The problem with “better umbrellas”
The dominant response to JSL in the recruitment industry is to invest in compliance monitoring — tools like SafeRec, tighter PSLs, accreditation checks. These are sensible steps. But they don't change the fundamental risk: you are still relying on a third party to pay HMRC correctly, and if they don't, the bill is yours.
Due diligence reduces the probability of a problem. It does not reduce the liability when a problem occurs. Under Chapter 11 ITEPA[2], there is no statutory defence for the agency. The question HMRC asks is simply: was the tax paid?
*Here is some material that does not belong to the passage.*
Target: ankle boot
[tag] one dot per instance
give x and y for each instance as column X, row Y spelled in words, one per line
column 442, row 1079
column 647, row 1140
If the answer is no, the debt notice arrives at your door.
HMRC analysis shows that at least 275,000 of the 700,000 umbrella workers were engaged by non-compliant companies, and that £500 million was lost to disguised remuneration tax avoidance in a single year — almost all of it facilitated by umbrella companies.[4] The scale of enforcement is going to be substantial.
There is also a reputational dimension that due diligence cannot address. If an umbrella in your supply chain is found to be non-compliant, headlines do not distinguish between “bad umbrella” and “agency that used them.” For agencies working in the public sector, regulated industries, or any environment where supply chain compliance is under scrutiny, the association alone can damage client relationships — regardless of whether you end up liable for the tax.